I appreciate this isn't very good and should probably be a configuration item.
[netstat] uses the output from netstat -s, but it appears the parsing is not very clever. [ifstat] uses a .Net object to pull out interface information. I haven't changed the code that generates either of these sections – quite likely it needs some work! I'll add it to the list.
Zak
From: Jeremy Laidman [mailto:jlaidman at rebel-it.com.au]
Sent: 04 March 2015 06:24
To: Brandon Dale
Cc: Beck, Zak; xymon at xymon.com<mailto:xymon at xymon.com>
Subject: Re: [Xymon] Xymon PowerShell Windows client
On 4 March 2015 at 13:26, Brandon Dale <BDale at kitchengroup.com.au<mailto:BDale at kitchengroup.com.au>> wrote:
3. On a windows machine running PowerShell client v1.98 I don’t get any network related graphs however I seem to have data available:
a. [ifstat] contains data e.g
[ifstat]
fe80::25a5:b99d:55cd:951f%12 2655878237 519887923
10.250.100.163 2655878237 519887923
Yep, this should be parseable by Xymon. In principle.

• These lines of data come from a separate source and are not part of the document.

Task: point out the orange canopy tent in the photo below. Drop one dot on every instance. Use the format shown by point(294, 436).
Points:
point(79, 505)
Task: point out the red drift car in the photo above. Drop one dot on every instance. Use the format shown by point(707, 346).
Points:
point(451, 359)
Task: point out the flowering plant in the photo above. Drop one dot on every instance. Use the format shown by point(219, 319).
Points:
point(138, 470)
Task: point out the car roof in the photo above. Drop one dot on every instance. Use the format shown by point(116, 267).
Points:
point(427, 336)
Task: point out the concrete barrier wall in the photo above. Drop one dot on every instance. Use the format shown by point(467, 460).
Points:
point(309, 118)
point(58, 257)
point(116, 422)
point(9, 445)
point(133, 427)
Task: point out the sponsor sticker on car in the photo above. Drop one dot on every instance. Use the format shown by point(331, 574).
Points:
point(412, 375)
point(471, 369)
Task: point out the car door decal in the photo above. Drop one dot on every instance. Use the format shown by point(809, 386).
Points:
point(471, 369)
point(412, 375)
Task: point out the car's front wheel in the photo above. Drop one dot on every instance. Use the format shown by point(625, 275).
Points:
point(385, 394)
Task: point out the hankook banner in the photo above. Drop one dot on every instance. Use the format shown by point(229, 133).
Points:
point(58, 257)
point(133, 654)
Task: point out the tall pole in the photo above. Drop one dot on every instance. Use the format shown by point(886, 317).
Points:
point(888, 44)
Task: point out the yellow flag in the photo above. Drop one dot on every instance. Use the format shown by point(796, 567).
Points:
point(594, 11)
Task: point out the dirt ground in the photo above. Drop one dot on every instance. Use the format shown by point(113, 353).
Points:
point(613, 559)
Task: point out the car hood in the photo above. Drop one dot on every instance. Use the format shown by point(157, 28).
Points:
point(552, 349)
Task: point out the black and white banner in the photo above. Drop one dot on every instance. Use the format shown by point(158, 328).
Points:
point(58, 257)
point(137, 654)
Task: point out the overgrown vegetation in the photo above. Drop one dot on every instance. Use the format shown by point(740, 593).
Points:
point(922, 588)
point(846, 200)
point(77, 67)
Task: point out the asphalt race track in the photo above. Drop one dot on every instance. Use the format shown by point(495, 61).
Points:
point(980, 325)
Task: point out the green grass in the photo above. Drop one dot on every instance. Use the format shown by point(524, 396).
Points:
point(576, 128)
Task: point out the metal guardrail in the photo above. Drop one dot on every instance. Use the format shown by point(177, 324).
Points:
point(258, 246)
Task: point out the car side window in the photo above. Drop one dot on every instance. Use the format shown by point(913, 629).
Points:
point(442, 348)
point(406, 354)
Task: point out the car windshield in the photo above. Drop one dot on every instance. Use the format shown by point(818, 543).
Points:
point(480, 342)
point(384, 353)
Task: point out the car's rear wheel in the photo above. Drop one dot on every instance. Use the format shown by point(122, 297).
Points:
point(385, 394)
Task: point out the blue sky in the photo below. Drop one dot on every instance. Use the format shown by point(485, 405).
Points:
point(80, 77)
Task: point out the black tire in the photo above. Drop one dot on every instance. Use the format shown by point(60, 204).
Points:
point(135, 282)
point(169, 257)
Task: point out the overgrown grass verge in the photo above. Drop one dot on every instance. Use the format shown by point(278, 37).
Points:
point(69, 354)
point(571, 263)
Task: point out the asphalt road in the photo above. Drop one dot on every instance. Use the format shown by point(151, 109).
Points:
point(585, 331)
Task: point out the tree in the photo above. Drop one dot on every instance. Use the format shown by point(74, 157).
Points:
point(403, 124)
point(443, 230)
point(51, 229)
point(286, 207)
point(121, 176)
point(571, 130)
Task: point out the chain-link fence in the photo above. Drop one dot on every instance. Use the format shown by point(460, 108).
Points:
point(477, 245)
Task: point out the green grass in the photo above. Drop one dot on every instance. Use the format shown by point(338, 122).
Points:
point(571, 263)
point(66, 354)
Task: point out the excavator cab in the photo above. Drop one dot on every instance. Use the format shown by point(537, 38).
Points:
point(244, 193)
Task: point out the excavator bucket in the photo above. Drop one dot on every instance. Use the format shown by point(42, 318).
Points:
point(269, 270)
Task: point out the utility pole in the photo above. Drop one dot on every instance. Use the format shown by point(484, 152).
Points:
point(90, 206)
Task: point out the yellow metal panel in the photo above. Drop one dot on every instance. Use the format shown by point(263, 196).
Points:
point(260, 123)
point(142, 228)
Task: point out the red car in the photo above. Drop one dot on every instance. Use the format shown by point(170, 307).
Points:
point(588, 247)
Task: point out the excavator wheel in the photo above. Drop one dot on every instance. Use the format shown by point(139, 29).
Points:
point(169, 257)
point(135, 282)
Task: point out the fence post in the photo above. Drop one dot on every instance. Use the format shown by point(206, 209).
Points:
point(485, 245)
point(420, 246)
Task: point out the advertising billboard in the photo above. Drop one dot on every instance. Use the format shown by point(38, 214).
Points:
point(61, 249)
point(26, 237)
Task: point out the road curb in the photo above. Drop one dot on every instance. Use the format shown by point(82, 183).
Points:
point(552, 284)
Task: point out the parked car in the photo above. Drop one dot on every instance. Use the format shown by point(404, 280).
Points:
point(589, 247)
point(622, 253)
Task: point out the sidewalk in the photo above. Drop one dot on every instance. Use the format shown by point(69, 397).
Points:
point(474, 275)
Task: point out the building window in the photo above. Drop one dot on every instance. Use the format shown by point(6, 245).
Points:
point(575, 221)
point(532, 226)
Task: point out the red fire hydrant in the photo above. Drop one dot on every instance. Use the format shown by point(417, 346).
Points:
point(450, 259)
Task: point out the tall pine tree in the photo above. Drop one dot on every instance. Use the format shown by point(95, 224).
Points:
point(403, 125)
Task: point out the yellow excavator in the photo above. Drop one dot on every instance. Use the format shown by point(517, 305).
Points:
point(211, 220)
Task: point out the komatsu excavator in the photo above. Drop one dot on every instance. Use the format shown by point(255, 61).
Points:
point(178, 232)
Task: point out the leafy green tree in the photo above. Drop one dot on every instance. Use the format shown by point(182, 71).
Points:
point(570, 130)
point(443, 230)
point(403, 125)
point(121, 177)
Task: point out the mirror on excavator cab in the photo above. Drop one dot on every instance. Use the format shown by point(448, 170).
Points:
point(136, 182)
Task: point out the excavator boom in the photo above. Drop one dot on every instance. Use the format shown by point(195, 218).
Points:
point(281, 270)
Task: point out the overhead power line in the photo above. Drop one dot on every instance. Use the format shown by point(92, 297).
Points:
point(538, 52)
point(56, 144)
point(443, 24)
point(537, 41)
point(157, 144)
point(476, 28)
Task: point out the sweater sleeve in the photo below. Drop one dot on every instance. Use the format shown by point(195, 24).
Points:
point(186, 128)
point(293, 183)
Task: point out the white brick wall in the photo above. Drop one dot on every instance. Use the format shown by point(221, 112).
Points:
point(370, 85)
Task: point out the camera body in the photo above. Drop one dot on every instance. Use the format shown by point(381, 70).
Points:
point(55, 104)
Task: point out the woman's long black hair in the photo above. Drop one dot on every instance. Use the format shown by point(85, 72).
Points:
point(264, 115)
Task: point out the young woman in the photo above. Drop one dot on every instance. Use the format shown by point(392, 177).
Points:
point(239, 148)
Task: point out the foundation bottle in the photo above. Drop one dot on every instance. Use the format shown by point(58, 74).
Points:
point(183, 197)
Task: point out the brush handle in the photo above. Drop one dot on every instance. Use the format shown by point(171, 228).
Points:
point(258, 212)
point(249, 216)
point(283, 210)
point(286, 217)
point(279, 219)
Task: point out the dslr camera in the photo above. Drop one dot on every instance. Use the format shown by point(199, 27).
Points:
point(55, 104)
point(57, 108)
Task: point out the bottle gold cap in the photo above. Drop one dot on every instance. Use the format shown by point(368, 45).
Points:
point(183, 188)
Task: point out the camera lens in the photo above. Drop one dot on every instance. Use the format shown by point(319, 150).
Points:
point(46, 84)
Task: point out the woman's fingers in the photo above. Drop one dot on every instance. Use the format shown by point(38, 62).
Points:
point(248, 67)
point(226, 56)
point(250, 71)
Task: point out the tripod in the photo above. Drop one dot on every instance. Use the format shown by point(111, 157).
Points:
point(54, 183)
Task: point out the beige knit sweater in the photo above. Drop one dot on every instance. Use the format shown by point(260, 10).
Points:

At the moment I’m guessing the ifstat data isn’t in a format xymon will automatically graph and add to the trends page
Xymon will parse the [ifstat] data from a Windows machine, if it's in a suitable format. From the source code, the regexp for this is:
^([a-zA-Z0-9.:]+)\s+([0-9]+)\s+([0-9]+)
I note that in the first [ifstat] line above, there's a percentage sign in the first token, which doesn't match the regexp. I don't know of Xymon continues on looking for other lines to match, or if it rejects the whole [ifstat] section as corrupt. But I wonder what would happen if the IPv6 address wasn't in the [ifstat] client data. Any chance you can unbind IPv6 for testing?
Another thing to note is that some of the "powershell" processing in Xymon just re-uses the "bbwin" processing. But there are some bits of parsing code, including for "ifstat" it seems, that only look for the bbwin OS string, and I can't see any place in the powershell handling code that tries to fake the bbwin OS for ifstat. In other words, could be that the code simply isn't there to do what you want. But it might also be the case that adjusting the powershell client to report itself as the bbwin client might do the trick.